Apple has received a patent for a new facial recognition system that could potentially be used to help identify covered faces. The system first maps the landmarks on the individual’s uncovered face, and then uses the same technology to figure out which of those landmarks have been covered by another object, such as hair, a scarf, or a surgical mask.
In doing so, the system generates an occlusion score that speaks to the overall level of coverage in each region. Comparing the covered face to the original template could raise the accuracy of the system to the point that people would be able to complete various functions (such as unlocking a phone or authorizing a transaction) without removing a mask.

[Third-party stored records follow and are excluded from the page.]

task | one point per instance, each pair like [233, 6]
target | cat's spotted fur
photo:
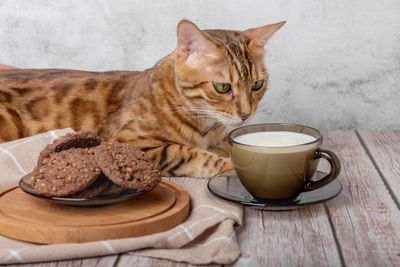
[171, 111]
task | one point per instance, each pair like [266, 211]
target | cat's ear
[259, 36]
[192, 42]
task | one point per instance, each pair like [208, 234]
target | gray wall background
[334, 65]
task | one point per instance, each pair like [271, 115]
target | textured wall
[334, 65]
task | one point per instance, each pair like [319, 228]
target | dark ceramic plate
[227, 185]
[26, 186]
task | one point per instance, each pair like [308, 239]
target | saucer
[26, 186]
[227, 186]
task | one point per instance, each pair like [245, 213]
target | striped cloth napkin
[207, 236]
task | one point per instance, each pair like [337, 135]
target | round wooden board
[29, 218]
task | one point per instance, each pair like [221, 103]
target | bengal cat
[178, 112]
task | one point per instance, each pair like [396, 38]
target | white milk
[274, 139]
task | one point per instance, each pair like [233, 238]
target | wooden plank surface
[365, 217]
[384, 148]
[300, 237]
[361, 227]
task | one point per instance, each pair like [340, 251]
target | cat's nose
[243, 115]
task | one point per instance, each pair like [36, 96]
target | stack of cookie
[81, 165]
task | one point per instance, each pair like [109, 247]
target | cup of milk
[278, 160]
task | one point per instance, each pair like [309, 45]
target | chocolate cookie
[65, 173]
[95, 189]
[127, 166]
[79, 139]
[113, 190]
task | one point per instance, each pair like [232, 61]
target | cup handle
[335, 169]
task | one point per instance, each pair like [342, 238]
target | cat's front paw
[225, 165]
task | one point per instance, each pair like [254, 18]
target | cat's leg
[10, 124]
[181, 160]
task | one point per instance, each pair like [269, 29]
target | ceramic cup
[276, 160]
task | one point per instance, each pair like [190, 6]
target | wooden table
[361, 227]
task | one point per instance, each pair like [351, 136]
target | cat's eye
[222, 88]
[257, 85]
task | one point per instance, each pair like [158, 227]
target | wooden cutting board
[29, 218]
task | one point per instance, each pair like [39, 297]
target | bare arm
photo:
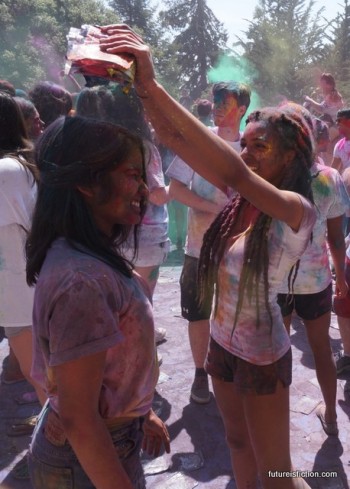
[193, 142]
[79, 385]
[180, 192]
[336, 242]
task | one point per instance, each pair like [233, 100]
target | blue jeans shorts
[54, 465]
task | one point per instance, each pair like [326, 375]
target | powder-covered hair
[292, 133]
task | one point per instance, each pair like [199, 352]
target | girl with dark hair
[94, 348]
[113, 105]
[17, 198]
[254, 243]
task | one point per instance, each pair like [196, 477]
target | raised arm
[192, 141]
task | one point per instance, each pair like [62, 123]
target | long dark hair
[72, 152]
[292, 133]
[14, 141]
[51, 100]
[110, 103]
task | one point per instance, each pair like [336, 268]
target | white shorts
[149, 255]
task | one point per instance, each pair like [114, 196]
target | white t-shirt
[198, 221]
[268, 343]
[331, 200]
[17, 200]
[342, 151]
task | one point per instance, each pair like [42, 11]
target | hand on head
[121, 39]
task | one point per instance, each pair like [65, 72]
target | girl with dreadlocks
[247, 252]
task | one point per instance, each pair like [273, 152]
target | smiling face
[262, 153]
[128, 193]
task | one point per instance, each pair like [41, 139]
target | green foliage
[199, 39]
[338, 59]
[33, 36]
[285, 41]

As with any patent, there is no guarantee that the technology will ever make its way into a consumer device. However, the system would seem to have obvious applications in Apple’s Face ID facial recognition solution, which has struggled with masked faces during the COVID-19 pandemic. Most notably, New York’s Metropolitan Transit Authority asked Apple to update its authentication features after discovering that people were taking off their masks to unlock their phones – and increasing the risk of spread – while riding public transit.
In September, the US Patent and Trademark Office granted a separate Apple patent that for a partial face recognition system. The tech giant has also patented technology that could bring Face ID to the Apple Watch, and filed an application for a system that would supplement facial recognition with subdermal vein biometrics.